In recent years, immunotherapy has developed rapidly as a new field of tumour therapy. However, the efficacy of tumour immunotherapy is not satisfactory due to the immune evasion mechanism of tumour cells, induction of immunosuppressive tumour microenvironment (TME), and reduction of antigen delivery, etc. CRISPR/Cas9 gene editing technology can accurately modify immune and tumour cells in tumours, and improve the efficacy of immunotherapy by targeting immune checkpoint molecules and immune regulatory genes, which has led to the great development and application.
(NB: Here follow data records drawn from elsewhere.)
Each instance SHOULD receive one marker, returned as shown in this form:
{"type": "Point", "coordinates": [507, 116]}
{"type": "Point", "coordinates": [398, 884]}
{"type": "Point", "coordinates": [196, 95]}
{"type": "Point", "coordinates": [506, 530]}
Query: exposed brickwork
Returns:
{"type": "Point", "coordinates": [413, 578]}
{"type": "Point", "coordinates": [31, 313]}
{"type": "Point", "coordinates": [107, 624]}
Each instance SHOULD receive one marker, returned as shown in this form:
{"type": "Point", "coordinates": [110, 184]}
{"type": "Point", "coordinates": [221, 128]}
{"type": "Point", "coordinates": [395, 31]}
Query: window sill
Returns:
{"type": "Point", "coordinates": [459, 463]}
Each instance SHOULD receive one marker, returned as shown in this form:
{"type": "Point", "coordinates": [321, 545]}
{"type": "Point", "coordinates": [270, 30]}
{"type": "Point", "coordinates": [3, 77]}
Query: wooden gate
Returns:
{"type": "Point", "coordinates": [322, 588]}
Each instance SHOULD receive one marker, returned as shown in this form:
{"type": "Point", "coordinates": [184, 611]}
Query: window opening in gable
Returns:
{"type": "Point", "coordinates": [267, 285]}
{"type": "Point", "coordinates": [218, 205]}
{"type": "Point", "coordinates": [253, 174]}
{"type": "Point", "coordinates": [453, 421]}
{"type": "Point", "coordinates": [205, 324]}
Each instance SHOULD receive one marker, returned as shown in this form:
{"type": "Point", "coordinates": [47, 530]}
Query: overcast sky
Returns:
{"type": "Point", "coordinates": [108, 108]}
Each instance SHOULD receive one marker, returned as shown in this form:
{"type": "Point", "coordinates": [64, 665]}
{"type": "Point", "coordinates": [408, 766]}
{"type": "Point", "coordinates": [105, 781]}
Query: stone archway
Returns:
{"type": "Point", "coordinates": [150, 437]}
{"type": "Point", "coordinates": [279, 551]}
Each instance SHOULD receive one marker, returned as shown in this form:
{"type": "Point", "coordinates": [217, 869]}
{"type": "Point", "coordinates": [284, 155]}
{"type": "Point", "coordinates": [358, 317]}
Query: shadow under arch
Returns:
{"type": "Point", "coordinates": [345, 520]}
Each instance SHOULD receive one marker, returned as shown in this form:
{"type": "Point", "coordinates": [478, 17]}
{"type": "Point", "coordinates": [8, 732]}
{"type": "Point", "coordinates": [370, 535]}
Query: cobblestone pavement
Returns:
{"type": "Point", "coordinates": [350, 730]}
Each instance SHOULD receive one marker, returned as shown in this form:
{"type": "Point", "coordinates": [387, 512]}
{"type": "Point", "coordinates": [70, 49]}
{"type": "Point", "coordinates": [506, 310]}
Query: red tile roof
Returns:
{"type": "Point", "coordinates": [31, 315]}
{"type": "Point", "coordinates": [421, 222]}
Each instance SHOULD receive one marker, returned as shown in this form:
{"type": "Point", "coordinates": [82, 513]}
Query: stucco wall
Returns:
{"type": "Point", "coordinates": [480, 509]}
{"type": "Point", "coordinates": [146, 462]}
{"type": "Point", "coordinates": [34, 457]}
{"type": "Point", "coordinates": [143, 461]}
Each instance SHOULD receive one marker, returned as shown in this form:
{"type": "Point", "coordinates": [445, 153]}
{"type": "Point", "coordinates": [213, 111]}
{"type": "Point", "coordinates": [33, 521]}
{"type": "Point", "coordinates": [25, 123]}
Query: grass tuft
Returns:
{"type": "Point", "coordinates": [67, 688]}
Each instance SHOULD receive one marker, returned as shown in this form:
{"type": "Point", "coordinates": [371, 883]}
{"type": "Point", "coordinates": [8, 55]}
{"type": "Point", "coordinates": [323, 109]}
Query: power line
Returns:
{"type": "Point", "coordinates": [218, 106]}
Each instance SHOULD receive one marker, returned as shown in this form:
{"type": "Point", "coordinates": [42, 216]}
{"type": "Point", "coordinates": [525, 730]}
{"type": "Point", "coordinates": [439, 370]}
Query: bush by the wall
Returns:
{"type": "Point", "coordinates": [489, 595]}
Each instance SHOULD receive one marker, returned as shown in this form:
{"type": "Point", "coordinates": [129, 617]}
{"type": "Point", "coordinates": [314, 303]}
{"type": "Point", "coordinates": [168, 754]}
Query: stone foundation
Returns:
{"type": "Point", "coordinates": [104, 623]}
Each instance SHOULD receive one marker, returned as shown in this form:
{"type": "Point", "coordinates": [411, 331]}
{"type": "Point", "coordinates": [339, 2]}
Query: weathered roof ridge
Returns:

In current clinical trials, there are still many obstacles to the application of CRISPR/Cas9 in tumour immunotherapy, such as ensuring the accuracy and safety of gene editing, overcoming overreactive immune responses, and solving the challenges of in vivo drug delivery. Here we provide a systematic review on the application of CRISPR/Cas9 in tumour therapy to address the above existing problems. We focus on CRISPR/Cas9 screening and identification of immunomodulatory genes, targeting of immune checkpoint molecules, manipulation of immunomodulators, enhancement of tumour-specific antigen presentation and modulation of immune cell function. Second, we also highlight preclinical studies of CRISPR/Cas9 in animal models and various delivery systems, and evaluate the efficacy and safety of CRISPR/Cas9 technology in tumour immunotherapy. Finally, potential synergistic approaches for combining CRISPR/Cas9 knockdown with other immunotherapies are presented. This study underscores the transformative potential of CRISPR/Cas9 to reshape the landscape of tumour immunotherapy and provide insights into novel therapeutic strategies for cancer patients.